Movie Review: Moscow Never Sleeps

Johnny O’Reilly’s Moscow Never Sleeps aspires to more than just being an ensemble drama. It seeks to encapsulate the very spirit of that great Russian city, all its wonder, all its corruption, all its desperation, all its beauty. This may seem an odd project for O’Reilly, an Irish-born, American-educated filmmaker who worked for a few years as a journalist in Russia. I can imagine the indignant guffaws if a Irish-educated Russian tried to make a similar film about New York City. But O’Reilly doesn’t take a traditional hagiographic approach to the city of Moscow. In the proper Russian spirit, the film is largely pessimistic. But if O’Reilly doesn’t find room for hope, he finds plenty for the strength and indomitable spirits of Moscow’s citizens.

The film centers on the lives of five people from across Moscow’s socio-economic spectrum. Anton (Alexey Serebryakov) is a real estate developer with lofty ambitions on the verge of a career-defining deal. But right as it’s finalized, government bureaucrats show up demanding a takeover. Anton is faced with two options: play ball or get arrested by “tax police.” He chooses a third option, one that could rip his family apart forever. His girlfriend, wannabe singer Katya (Evgenia Brik), finds herself trapped in a love triangle she can’t escape when she runs into an old flame. Valery (Yuriy Stoyanov), an elderly movie star, gets kidnapped and paraded around town by fans like a trophy when he sneaks out of his hospice room to get a drink of vodka.
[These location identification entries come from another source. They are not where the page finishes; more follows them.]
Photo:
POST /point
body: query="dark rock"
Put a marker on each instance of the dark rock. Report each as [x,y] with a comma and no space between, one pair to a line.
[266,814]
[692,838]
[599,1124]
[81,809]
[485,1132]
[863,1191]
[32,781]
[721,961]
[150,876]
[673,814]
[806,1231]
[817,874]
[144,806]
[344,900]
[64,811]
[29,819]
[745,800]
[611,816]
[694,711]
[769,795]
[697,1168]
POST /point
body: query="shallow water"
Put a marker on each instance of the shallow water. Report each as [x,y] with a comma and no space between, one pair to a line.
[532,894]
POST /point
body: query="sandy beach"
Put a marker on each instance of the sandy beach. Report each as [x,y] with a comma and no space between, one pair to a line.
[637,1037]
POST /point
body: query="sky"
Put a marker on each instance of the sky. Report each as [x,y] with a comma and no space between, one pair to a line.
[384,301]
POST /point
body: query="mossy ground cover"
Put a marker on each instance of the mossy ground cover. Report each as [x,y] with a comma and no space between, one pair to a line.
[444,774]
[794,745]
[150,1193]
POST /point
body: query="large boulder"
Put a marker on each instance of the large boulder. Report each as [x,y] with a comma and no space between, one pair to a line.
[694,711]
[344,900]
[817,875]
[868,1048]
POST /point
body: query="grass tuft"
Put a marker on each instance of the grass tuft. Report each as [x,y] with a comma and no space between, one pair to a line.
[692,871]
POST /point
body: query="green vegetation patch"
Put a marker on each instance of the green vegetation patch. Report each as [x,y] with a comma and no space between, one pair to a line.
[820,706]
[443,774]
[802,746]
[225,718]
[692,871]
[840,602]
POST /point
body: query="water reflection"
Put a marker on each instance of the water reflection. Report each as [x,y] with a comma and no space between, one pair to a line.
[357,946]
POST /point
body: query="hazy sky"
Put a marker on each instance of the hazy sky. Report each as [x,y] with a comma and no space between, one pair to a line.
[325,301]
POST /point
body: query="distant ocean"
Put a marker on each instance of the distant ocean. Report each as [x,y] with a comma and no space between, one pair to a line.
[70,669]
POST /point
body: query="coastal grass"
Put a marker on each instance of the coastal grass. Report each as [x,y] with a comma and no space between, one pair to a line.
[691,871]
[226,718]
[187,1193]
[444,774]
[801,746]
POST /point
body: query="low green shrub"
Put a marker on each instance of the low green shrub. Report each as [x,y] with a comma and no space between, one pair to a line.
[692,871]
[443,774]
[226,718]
Emotionally withdrawn working-class teenager Lera (Anastasiya Shalonko) finds her search for her missing father stalled after getting whisked away to an expensive nightclub by her flirty, bitchy step-sister. And finally, twentysomething Stepan (Sergei Belov) finds himself torn between filial duty and economic necessity when he sends his mute grandmother Vera (Tamara Spiricheva) to a ratty nursing home.

As the film unfolds, O’Reilly reveals the connections, both direct and coincidental, between all these characters. The effect is not unlike Paul Thomas Anderson’s Magnolia (1999), another film that explored the unknown links between disparate strangers. But O’Reilly doesn’t share that film’s belief in a possibly conscious cosmos that forces patterns into chaos and chaos into order. His characters may have connections, but their primary one is that of a common Moscow heritage. It could almost be described as Altman-esque if not for the fact that the actors seldom, if ever, share any screen time together and largely inhabit different parts of the city.

Like many ambitious ensemble films, Moscow Never Sleeps finds trouble in juggling its plots and giving each character equal dramatic weight and screen time. Valery dominates the first half of the film while Lera and Stepan split up the second, leaving Anton and Katya with narrative scraps. The latter is so inconsequential that, despite being used prominently in the film’s advertising, we wonder why her character was in the film in the first place. But these are hardly deal-breakers. The film still manages to hold our attention, and every now and then manages a brief profundity.